King also drew fire Tuesday for suggesting that the majority of undocumented DREAM Act-eligible immigrants are involved in drug trafficking.
"For everyone who's a valedictorian, there's another 100 out there that weigh 130 pounds and they’ve got calves the size of cantaloupes because they're hauling 75 pounds of marijuana across the desert," he said in an interview with Newsmax.
During Tuesday's hearing, Rep. Joe Garcia, D-Fla., delivered an emotional rebuke to King, calling those comments "beneath the dignity of this body and this country."
King, who was present at the hearing, did not address Garcia' criticism but reiterated that even legalization for the young undocumented population would violate the "rule of law."
While witnesses who spoke in favor of immigration reform got a cordial reception from most Republican members, the back-and-forth was not without a few more political jabs.
Thanking participants at the conclusion of the hearing, Rep.

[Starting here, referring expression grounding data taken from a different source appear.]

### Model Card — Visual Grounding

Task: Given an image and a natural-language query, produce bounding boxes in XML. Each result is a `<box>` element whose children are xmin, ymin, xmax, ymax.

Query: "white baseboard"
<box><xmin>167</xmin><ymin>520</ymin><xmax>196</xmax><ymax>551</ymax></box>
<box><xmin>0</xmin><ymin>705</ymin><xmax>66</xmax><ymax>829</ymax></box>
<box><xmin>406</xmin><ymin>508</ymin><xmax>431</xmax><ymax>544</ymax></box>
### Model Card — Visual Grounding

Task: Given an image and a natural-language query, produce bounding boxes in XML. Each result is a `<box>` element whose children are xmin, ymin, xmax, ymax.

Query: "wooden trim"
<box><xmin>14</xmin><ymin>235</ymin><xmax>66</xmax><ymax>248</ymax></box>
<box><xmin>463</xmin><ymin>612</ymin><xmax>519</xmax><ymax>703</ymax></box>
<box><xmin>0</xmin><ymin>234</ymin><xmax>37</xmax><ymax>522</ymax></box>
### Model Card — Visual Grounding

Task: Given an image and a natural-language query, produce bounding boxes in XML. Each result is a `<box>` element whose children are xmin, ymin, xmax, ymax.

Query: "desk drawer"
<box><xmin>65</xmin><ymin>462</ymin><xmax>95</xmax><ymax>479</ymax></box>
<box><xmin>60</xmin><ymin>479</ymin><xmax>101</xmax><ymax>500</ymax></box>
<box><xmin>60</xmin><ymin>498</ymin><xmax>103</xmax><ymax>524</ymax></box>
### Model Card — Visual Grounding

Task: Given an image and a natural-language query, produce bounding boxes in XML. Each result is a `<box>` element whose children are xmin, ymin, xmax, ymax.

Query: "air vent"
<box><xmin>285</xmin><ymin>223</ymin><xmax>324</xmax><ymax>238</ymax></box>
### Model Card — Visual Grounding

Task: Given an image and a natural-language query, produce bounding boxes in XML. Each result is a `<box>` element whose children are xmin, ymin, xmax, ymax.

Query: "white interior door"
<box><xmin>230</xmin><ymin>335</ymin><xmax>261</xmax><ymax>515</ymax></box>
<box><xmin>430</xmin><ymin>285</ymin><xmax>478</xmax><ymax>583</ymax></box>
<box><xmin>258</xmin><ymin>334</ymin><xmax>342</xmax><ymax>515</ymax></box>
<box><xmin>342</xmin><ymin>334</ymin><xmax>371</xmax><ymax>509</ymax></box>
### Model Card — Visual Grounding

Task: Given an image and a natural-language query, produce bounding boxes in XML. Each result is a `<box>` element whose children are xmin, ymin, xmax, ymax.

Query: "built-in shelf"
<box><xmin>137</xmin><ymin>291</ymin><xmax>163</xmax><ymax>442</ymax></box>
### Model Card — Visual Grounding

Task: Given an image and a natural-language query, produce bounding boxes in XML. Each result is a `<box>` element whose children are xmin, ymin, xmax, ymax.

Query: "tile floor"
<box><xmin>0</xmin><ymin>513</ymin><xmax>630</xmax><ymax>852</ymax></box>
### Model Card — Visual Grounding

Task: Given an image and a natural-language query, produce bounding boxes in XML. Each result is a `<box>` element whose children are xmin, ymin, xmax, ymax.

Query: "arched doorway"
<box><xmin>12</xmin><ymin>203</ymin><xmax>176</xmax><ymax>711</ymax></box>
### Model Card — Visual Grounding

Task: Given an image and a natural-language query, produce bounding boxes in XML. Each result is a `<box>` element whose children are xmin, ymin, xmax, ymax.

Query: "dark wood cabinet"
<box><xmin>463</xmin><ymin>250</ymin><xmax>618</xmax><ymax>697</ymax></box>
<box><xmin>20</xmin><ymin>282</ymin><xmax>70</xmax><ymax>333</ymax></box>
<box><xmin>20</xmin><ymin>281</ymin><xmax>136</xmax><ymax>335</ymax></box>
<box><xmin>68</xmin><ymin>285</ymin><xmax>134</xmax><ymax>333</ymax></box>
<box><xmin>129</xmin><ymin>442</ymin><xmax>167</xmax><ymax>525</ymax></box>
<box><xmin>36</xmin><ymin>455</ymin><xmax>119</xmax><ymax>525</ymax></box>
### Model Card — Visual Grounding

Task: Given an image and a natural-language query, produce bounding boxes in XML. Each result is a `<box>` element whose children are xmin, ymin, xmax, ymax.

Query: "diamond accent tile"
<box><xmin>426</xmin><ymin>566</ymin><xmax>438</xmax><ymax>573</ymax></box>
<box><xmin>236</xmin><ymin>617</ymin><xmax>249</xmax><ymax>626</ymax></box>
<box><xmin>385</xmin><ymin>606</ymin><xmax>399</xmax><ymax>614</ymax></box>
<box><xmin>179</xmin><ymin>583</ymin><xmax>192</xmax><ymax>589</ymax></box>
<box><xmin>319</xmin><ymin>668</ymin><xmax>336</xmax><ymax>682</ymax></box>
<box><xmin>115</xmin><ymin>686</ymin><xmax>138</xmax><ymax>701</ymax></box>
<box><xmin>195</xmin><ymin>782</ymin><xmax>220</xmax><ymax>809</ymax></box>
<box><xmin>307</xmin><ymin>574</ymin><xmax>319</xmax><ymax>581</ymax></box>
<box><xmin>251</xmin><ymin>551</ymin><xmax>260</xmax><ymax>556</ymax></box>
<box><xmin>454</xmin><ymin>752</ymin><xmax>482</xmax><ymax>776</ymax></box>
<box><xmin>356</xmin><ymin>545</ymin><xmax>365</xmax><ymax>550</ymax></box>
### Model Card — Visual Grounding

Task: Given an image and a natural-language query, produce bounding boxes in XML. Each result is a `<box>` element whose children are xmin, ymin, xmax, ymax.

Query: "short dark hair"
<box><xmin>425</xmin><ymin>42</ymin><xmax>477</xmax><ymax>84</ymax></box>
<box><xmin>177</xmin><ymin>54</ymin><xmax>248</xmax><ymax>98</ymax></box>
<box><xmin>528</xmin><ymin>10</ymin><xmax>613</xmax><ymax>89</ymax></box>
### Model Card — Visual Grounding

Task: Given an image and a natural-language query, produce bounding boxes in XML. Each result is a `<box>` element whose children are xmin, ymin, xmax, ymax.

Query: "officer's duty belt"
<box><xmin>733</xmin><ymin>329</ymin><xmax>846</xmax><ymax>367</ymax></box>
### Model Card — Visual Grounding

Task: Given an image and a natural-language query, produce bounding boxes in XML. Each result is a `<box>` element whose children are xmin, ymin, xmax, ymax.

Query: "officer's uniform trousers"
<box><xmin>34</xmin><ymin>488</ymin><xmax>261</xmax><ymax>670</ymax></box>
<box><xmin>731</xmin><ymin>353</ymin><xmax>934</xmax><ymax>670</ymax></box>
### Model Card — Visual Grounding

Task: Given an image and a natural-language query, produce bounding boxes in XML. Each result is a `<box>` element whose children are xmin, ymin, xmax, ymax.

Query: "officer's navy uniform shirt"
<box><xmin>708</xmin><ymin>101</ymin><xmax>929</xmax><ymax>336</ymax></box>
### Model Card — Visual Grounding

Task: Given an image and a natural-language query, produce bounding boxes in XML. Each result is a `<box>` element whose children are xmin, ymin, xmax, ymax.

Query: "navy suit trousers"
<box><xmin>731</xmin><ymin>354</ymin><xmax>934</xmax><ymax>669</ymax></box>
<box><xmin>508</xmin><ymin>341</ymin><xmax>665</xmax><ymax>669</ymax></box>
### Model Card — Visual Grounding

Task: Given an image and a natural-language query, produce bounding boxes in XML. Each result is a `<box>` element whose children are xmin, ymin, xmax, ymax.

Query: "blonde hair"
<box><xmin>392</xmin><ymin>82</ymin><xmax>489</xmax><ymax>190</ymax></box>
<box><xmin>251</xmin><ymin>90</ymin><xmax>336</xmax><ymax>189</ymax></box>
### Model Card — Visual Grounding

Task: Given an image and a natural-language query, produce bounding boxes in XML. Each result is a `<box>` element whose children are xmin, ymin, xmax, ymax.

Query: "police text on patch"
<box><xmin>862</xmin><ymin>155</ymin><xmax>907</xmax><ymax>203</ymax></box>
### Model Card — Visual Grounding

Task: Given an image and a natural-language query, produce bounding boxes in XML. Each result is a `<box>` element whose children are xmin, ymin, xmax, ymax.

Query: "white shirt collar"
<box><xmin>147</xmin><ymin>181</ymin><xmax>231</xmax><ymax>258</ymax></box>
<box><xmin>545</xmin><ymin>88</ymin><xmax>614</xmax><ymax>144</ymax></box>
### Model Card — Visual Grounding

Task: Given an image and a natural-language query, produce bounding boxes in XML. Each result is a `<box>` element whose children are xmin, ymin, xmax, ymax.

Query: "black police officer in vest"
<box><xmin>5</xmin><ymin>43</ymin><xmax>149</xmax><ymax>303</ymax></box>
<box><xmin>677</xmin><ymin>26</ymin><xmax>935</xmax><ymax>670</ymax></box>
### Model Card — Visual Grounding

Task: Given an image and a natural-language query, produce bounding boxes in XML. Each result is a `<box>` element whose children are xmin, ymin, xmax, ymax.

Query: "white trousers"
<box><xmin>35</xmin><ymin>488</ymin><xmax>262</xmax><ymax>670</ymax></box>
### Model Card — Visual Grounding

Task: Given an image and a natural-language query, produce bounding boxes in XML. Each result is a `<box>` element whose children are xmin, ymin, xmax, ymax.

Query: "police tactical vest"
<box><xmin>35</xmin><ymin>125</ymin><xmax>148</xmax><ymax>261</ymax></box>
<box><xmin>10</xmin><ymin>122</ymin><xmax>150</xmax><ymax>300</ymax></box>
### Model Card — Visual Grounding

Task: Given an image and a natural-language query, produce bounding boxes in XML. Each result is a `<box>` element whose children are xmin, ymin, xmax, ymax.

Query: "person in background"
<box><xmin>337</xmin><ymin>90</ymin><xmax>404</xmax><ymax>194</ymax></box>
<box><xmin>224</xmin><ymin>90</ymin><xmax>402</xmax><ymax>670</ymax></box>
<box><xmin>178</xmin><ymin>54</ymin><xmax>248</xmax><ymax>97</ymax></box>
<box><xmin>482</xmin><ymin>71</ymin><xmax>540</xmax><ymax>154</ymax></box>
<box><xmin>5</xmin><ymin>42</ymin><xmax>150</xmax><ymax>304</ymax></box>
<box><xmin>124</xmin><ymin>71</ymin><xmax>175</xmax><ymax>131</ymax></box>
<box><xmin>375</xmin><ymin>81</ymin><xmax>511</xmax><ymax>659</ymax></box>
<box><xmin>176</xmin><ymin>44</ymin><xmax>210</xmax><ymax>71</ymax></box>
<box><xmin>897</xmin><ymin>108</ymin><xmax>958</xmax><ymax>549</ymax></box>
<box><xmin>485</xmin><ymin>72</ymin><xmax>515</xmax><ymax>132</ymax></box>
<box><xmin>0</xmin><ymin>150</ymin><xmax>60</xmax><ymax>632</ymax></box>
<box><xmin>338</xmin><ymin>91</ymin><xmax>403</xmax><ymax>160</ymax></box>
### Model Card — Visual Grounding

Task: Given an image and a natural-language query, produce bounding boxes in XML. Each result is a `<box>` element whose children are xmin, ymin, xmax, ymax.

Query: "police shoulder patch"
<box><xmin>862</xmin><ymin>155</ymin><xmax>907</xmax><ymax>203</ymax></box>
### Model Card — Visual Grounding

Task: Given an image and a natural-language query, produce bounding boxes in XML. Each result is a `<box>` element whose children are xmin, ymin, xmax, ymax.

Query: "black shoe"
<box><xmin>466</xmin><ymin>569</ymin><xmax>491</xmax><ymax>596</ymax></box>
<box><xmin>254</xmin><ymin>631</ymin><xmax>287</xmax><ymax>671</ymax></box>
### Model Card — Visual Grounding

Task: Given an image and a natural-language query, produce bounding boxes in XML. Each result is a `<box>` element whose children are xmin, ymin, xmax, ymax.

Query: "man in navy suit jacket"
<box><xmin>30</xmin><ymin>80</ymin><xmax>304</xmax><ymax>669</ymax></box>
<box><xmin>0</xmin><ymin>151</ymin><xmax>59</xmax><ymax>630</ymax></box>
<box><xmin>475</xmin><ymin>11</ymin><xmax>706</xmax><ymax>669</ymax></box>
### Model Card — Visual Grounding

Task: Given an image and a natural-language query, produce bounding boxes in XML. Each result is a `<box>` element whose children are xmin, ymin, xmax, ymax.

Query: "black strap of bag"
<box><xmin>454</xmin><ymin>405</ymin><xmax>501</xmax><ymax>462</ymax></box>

Trey Gowdy of South Carolina - who leads the immigration subcommittee - said their nuanced understanding of the problem contrasted with the opinions of White House senior adviser Dan Pfieffer, who took to Twitter to describe the GOP plan as "allow some kids to stay but deport their parents."
"I want to compliment and thank you for not being a demagogic self-serving political hack who can't even be elected to a parent advisory committee much less Congress, which is what Mr. Pfeiffer is," he said.